For prospective parents with a Tay-Sachs disease family history, doctors recommend genetic counseling and testing before trying to conceive. Genetic counseling is also recommended for individuals in high-risk groups like Ashkenazi Jewish people, some French Canadian groups in Quebec, the Old Order Amish community located in Pennsylvania, and Louisiana's Cajun community.
Muscle Weakness
The first symptoms typically appear when an infant is around six months old. Muscle weakness is one of the most common. Sometimes, muscle weakness and low muscle tone will become apparent when the child is as young as three months old. Parents will often observe the child's muscles contract suddenly as they fall asleep, otherwise known as myoclonic jerks. These jerks can cause children to startle awake and, in general, to startle more easily. Some children have learned to sit up by the time the first symptoms become apparent enough to interfere with day-to-day life.
The muscle weakness may cause them to lose their ability to sit up, move around with their hands and legs, or employ other mobility skills. When the child fails to meet physical developmental milestones, they may be evaluated by a physician. If genetic tests are done, this may confirm the Tay-Sachs disease diagnosis. However, some physicians may fail to diagnose the child until symptoms become extremely severe.
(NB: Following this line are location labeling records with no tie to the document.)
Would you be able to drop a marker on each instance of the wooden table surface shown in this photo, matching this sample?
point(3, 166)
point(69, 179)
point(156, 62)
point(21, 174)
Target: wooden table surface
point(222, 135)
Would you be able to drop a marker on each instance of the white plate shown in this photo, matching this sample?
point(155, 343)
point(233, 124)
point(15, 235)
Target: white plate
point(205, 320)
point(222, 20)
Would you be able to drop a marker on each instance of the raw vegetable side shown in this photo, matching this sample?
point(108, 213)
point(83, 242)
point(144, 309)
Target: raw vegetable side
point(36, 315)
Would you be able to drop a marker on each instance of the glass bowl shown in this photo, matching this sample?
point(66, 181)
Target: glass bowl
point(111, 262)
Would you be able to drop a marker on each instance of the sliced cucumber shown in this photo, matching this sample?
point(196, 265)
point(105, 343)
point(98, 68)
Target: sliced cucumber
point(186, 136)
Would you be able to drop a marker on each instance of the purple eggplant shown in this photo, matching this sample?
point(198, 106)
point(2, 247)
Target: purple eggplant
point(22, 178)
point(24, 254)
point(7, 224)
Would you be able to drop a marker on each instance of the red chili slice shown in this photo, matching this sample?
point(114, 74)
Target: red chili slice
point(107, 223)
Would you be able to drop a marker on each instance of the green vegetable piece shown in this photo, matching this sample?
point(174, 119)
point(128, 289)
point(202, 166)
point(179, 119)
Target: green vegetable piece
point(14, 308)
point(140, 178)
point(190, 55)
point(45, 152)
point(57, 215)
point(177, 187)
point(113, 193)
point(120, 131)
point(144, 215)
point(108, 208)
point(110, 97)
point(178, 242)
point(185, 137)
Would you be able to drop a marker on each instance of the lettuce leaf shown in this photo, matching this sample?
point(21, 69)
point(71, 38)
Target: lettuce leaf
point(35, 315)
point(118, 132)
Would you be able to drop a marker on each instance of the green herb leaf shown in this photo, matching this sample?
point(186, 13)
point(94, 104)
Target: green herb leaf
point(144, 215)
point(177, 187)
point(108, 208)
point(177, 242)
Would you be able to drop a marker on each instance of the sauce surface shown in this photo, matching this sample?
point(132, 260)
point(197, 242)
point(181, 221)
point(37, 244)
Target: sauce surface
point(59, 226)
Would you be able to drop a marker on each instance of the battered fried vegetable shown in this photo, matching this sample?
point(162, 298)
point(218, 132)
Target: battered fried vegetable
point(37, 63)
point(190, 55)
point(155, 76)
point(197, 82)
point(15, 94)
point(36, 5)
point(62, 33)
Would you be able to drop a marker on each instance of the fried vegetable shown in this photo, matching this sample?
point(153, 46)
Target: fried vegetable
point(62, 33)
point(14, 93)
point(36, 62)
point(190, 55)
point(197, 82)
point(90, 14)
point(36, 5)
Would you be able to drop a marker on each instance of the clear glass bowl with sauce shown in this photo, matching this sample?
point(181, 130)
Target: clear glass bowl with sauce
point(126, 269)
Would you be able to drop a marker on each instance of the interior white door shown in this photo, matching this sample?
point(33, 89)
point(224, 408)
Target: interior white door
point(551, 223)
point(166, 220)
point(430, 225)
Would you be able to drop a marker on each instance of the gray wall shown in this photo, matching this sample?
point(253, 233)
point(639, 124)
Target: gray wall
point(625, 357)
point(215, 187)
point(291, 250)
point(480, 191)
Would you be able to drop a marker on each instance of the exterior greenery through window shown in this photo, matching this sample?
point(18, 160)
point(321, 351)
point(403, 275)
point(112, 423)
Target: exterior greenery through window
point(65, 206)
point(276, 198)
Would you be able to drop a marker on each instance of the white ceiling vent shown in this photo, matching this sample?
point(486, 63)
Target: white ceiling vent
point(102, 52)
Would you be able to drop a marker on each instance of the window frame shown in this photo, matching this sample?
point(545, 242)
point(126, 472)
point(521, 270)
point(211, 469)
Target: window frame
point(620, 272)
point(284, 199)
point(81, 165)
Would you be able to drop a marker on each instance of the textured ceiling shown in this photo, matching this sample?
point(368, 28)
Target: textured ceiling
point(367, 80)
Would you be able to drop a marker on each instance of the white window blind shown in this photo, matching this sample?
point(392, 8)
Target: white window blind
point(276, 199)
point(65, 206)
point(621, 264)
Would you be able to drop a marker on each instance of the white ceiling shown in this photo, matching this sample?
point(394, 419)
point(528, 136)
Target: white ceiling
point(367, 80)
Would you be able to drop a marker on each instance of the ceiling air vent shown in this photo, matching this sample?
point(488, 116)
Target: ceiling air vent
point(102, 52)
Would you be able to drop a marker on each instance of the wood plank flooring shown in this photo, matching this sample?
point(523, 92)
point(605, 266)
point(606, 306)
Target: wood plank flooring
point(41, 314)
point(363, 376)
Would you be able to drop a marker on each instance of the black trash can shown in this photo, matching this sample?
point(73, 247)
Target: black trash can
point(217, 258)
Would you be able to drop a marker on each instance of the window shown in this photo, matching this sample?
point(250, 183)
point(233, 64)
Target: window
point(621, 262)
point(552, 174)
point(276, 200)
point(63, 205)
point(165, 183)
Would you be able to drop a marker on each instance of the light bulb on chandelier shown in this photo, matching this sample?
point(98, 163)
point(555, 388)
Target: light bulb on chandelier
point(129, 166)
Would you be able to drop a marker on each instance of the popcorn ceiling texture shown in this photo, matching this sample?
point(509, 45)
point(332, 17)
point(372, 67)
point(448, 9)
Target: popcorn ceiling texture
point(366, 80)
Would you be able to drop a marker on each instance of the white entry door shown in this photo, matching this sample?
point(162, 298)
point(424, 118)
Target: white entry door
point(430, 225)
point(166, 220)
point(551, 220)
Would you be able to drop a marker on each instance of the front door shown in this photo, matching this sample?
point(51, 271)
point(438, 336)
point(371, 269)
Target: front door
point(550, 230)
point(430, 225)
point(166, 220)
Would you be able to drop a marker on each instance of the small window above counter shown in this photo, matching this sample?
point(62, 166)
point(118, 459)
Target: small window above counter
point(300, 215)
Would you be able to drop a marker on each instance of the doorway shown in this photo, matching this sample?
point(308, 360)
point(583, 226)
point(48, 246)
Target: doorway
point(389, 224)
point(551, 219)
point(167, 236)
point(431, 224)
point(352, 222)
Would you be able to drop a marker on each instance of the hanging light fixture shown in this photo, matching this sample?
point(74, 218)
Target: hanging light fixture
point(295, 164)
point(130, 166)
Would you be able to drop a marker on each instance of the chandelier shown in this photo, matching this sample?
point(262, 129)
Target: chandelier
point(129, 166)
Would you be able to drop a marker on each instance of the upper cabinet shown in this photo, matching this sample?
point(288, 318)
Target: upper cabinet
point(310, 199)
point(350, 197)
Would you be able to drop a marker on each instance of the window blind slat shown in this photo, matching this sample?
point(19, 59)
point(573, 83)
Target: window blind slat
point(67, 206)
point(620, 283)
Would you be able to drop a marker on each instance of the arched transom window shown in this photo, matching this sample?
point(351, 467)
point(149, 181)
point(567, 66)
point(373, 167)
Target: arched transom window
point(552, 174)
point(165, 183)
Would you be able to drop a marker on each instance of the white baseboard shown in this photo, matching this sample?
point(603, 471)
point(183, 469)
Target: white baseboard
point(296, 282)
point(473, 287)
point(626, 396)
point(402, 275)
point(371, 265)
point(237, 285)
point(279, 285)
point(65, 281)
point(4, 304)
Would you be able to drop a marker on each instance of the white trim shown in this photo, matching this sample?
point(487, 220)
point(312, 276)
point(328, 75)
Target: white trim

Cherry Red Spots In The Eyes
The defining hallmark of Tay-Sachs disease is the 'cherry red spot.' This spot distinguishes the disease from many other genetic developmental disorders, though it's not exclusive to Tay-Sachs disease. Other types of hexosaminidase A deficiency may cause red spots as well, but not as commonly. Red spots may also develop in patients with certain other neurometabolic conditions or central retinal artery occlusion.
The redness is caused by the accumulation of lipid in the retinal ganglion cells. This spot may appear for the first time a few hours after the retinal artery is blocked. It becomes visible because the macula continues to receive blood supply from alternative arteries, but the retina is pale because it has no blood flow, leading to permanent retinal damage and vision loss. Blindness typically sets in when a child is between eight and ten months old.